Last week I wrote about how I believe the judgments of God are all around us, but we’re so out of tune with Him that we don’t see them for what they are. I think a case can be made that this blanket of fear that swaddles so many of us these days is another one of those and I’ve got a few biblical precedents I’d like to share that I believe back me up.

Running away when no one is chasing you

In the Old Testament, the nation of Israel was told about the blessings they would experience if they were faithful to God and the consequences that would result if they were not. One of the penalties for disobedience was an irrational fear that would be ever-present with them, one so bad that “you will flee when no one is pursuing you…and the sound of a driven leaf will chase them, and even when no one is pursuing they will flee” (Lev. 26:17, 36).

Israel was also told, “the Lord will give you a trembling heart, failing of eyes, and despair of soul. So your life shall hang in doubt before you; and you will be in dread night and day, and shall have no assurance of your life.

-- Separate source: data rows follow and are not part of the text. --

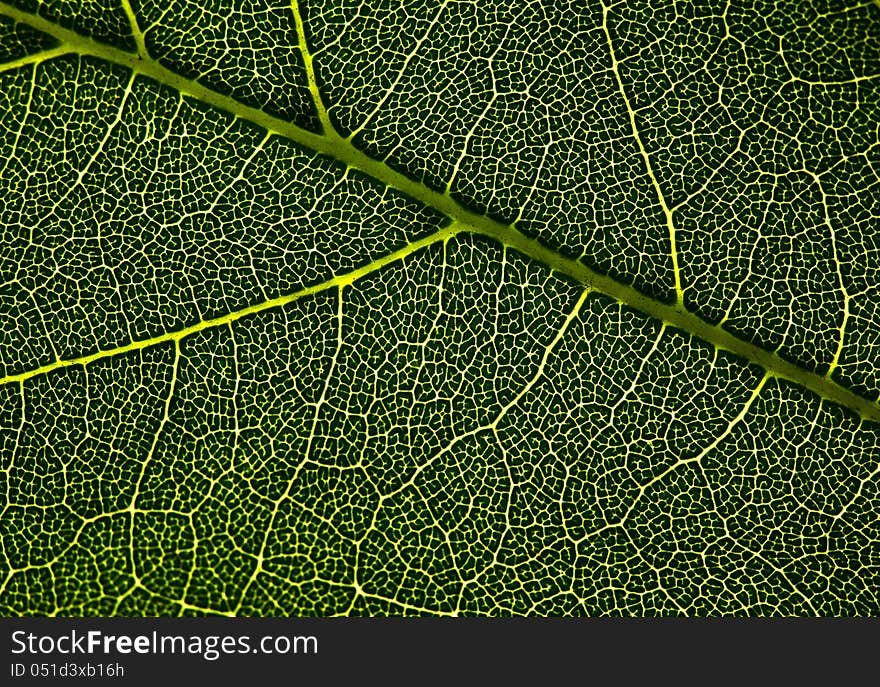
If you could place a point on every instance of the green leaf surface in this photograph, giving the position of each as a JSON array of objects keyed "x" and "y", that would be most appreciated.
[{"x": 439, "y": 308}]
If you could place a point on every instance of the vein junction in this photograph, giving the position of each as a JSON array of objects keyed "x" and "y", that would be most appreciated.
[{"x": 333, "y": 145}]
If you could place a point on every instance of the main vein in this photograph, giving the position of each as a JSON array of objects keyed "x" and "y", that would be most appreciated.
[{"x": 333, "y": 145}]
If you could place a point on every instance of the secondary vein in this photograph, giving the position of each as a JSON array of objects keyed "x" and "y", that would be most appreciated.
[{"x": 333, "y": 145}]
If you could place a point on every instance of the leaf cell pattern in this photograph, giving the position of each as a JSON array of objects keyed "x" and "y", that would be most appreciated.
[{"x": 438, "y": 309}]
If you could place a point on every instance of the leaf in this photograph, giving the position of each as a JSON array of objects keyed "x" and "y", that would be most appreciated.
[{"x": 440, "y": 308}]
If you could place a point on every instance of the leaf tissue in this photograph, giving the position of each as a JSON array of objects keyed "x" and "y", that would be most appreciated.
[{"x": 439, "y": 307}]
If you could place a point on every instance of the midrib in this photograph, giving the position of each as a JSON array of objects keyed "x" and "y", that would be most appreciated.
[{"x": 332, "y": 145}]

In the morning you shall say, ‘Would that it were evening!’ And at evening you shall say, ‘Would that it were morning!’ because of the dread of your heart which you dread” (Deuteronomy 28:65–67).

A practical example of this is also seen later in the Old Testament, but this time it’s with a nation fighting against Israel. Their entire army was put to flight when, “the Lord had caused the army of the Arameans to hear a sound of chariots and a sound of horses, even the sound of a great army, so that they said to one another, “Behold, the king of Israel has hired against us the kings of the Hittites and the kings of the Egyptians, to come upon us.” Therefore they arose and fled in the twilight, and left their tents and their horses and their donkeys, even the camp just as it was, and fled for their life” (2 Kings 7:6-7).

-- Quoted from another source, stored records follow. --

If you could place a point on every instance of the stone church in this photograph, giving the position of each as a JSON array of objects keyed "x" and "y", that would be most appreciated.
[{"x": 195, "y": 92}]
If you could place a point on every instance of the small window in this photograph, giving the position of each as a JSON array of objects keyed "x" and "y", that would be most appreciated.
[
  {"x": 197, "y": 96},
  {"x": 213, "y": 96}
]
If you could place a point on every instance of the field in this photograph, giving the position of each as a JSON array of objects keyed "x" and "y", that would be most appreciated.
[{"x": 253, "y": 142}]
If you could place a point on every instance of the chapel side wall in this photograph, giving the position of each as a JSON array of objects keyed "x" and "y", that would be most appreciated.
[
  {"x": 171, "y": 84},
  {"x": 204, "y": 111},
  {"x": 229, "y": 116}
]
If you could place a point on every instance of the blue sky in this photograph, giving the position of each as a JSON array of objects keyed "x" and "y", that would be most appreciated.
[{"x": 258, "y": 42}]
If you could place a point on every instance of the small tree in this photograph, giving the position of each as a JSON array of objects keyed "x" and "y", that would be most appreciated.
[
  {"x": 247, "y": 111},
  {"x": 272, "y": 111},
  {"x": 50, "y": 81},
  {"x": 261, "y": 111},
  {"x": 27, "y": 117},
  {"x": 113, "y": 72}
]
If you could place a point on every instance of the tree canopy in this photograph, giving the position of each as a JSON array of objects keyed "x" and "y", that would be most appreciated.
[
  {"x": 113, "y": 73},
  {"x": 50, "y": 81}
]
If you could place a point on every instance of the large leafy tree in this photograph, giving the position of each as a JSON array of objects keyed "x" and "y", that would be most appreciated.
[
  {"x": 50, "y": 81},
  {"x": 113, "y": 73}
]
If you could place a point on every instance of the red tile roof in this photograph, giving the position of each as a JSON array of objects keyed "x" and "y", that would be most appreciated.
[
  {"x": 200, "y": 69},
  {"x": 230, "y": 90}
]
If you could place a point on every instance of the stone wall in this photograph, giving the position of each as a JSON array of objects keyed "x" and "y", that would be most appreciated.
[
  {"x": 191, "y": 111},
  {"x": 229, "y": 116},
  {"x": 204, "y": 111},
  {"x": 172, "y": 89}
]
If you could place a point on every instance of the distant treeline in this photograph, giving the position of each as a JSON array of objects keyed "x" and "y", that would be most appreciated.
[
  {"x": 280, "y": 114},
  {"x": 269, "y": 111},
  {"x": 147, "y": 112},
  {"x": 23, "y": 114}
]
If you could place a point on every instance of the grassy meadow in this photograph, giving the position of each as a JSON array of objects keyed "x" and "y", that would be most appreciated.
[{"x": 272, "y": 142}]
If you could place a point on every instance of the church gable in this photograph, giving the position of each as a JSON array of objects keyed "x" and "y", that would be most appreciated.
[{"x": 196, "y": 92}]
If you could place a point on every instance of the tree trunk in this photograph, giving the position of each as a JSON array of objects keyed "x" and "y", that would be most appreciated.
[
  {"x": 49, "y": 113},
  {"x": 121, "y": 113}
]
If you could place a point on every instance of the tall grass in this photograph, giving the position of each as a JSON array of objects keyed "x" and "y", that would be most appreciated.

Sound anything like what we see today? People leave family, friends, jobs, businesses, and most anything behind while they run from fears that are, in reality, fake sounds in their ears that are as dangerous as a leaf blowing in the wind.

The good news for God’s people

This judgment of fear is not something constrained only to Old Testament Israel because the first part of Proverbs 28:1 says, “The wicked flee when no one is pursuing.”  Thankfully, the author quickly follows it up with, “but the righteous are bold as a lion.”

How are you doing on the bold-as-a-lion front these days?  I hope well given that the most often repeated command from God to us in Scripture is, “Fear not.”

We’re told that when we live within the confines of God’s wisdom, “Then you will walk in your way securely, and your foot will not stumble. When you lie down, you will not be afraid; when you lie down, your sleep will be sweet. Do not be afraid of sudden fear, nor of the onslaught of the wicked when it comes; for the Lord will be your confidence and will keep your foot from being caught” (Prov. 3:23-26).

Rather than being afraid of everything, we should face each new day in a way that resembles the motto of a 20th-century Christian fighter squadron, which was: “Today I am invincible, unless the Lord has other plans.”

Doing so acknowledges the sovereignty of God over our lives and provides a refreshing testimony in an age that is permeated with fear. 

Robin Schumacher is an accomplished software executive and Christian apologist who has written many articles, authored and contributed to several Christian books, appeared on nationally syndicated radio programs, and presented at apologetic events. He holds a BS in Business, Master's in Christian apologetics and a Ph.D. in New Testament. His latest book is, A Confident Faith: Winning people to Christ with the apologetics of the Apostle Paul.